Mit diesem Andrang hatte keiner der haupt- und ehrenamtlichen Mitarbeiter des Roggendorfer Tierheims und des Tierschutzvereins, der diese Einrichtung betreibt, gerechnet: Binnen einer guten Stunde waren die Preise der Tombola – bei der jedes Los gewann – so gut wie abgeräumt. Der Tisch mit den Adventsgestecken und -basteleien sowie selbst gemachten Marmeladen, Likören und Ölen wies zum gleichen Zeitpunkt ebenfalls erhebliche Lücken auf. Und auch beim Kuchenbufett war es bereits sehr übersichtlich. „Ich glaube, wir müssen das im nächsten Jahr etwas größer fahren“, zieht Vereinsvorsitzende Maike Jessen ein erstes Fazit.

Doch die voradventliche Atmosphäre bildete nur das Drumherum. In erster Linie ging es auch bei dieser Veranstaltung um das Tierwohl. Und so gab es kaum einen Gast, der nicht in irgendeiner Weise Geld für die Versorgung der Vierbeiner da ließ – sei es durch den Kauf der angebotenen Waren, die Teilnahme an der Tombola oder durch das Mitbringen von Sachspenden.

So wie Anja Pantlofsky und Enrico König.
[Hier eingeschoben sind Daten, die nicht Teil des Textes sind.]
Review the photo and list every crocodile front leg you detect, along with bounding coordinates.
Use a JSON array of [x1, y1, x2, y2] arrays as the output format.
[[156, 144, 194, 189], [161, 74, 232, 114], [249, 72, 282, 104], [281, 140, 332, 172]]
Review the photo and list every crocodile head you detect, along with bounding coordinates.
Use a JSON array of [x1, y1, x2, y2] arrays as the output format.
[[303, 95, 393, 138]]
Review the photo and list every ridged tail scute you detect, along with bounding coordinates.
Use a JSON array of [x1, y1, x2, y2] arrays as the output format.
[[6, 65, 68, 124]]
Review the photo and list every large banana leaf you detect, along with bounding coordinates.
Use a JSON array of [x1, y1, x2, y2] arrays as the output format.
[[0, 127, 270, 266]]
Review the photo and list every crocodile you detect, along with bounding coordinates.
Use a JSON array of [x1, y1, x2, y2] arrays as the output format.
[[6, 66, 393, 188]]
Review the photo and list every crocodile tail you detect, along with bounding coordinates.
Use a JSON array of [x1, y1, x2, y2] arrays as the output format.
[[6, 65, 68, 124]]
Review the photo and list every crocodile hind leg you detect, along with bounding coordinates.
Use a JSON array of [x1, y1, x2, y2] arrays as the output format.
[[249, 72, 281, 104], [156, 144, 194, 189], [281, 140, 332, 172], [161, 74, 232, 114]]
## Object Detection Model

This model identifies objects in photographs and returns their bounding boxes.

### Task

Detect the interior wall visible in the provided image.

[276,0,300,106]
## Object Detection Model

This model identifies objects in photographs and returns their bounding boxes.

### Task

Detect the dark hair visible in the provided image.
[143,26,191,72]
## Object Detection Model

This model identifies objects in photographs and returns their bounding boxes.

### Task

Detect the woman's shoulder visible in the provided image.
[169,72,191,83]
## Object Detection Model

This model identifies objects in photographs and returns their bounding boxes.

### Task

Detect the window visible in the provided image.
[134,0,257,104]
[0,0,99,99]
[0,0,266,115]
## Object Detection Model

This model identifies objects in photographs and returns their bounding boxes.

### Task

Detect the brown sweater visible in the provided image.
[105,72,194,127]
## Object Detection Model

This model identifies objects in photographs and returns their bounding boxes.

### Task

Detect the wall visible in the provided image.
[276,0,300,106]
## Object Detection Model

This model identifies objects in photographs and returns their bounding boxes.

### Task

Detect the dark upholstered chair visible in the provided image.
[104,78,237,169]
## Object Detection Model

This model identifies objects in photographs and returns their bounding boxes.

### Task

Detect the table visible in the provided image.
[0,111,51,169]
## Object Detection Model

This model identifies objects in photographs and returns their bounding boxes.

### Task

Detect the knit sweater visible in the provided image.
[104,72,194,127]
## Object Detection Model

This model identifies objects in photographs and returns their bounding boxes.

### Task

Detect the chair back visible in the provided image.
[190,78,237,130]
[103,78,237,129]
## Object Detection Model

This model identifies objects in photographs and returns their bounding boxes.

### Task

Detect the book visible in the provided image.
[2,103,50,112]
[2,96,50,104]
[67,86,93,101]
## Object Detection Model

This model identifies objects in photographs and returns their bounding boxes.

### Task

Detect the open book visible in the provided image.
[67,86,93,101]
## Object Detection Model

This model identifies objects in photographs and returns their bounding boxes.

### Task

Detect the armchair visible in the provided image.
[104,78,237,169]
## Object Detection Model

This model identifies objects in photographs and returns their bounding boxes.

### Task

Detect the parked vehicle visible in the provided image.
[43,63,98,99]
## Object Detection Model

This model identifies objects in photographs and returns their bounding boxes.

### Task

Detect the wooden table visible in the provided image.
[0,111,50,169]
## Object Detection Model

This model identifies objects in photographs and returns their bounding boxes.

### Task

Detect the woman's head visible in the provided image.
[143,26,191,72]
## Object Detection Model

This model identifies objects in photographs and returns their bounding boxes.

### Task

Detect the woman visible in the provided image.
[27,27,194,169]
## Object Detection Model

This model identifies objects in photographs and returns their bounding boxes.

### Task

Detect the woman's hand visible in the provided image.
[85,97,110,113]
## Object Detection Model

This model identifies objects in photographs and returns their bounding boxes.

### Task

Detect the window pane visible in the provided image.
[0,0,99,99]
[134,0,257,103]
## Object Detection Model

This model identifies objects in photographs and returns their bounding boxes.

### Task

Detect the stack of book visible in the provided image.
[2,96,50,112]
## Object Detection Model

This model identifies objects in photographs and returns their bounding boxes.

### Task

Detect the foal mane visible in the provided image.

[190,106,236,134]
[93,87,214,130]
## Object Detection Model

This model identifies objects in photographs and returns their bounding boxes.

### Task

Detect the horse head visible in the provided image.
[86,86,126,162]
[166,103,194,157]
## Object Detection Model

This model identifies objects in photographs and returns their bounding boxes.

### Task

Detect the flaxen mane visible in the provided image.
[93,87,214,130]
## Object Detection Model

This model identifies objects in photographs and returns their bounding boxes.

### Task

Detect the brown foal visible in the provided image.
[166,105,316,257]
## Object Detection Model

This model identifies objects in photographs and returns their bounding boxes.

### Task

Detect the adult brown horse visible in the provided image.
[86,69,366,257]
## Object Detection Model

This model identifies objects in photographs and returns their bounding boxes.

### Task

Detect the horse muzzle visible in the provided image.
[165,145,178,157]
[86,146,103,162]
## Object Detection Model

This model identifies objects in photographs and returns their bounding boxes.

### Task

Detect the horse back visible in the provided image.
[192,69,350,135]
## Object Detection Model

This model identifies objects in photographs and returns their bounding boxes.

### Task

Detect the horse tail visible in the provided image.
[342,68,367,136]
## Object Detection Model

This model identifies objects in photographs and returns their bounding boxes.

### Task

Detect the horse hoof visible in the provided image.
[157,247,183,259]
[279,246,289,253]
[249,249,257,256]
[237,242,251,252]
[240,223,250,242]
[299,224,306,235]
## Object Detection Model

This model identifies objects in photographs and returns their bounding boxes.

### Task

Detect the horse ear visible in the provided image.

Das Paar aus Lübeck brachte eine ganze Transportkiste voll mit Hundefutter und -mäntelchen in die Einrichtung. „Wir haben uns vor zwölf Jahren hier mal einen Hund angeschaut und kennen das Tierheim daher“, erklären beide. Zwar hatten sie seitdem keinen Kontakt mehr hierher, doch nun ist ihr eigener Hund vor einem Monat gestorben. „Wir möchten jetzt noch keinen neuen Hund haben. Aber wir würden gern die Patenschaft für ein Tier hier übernehmen und für seine Kosten aufkommen“, erzählt Anja Pantlofsky von ihren Beweggründen.

Solche Patenschaften oder auch die Inpflegenahme von Tieren ist einer der wichtigsten Bereiche in der Arbeit des Tierheims. „Vor vier Wochen etwa wurde dieser Hund hier völlig verwahrlost von einem Gadebuscher zwangseingezogen“, erzählt Torsten Rosenfels und zeigt das Bild von dem Tier auf seinem Smartphone. Der Spediteur aus Wittenburg, der seit einem Jahr auch Mitglied im Tierschutzverein ist und ehrenamtlich für das Tierheim arbeitet, nahm den Hund mit zu sich nach Hause. Nun päppelt er ihn auf.

Auch Tierheimleiterin Meike Jaworski hatte alle Hände voll zu tun an dem Tag – ein ums andere Mal führte sie die Besuchergruppen durch Katzenhaus und Hundezwingeranlage. „Es gibt gute Gespräche und vielleicht auch bald neue Besitzer für einige unserer Zöglinge“, so die junge Frau. Somit war die Tierweihnacht dieses Jahr ein voller Erfolg.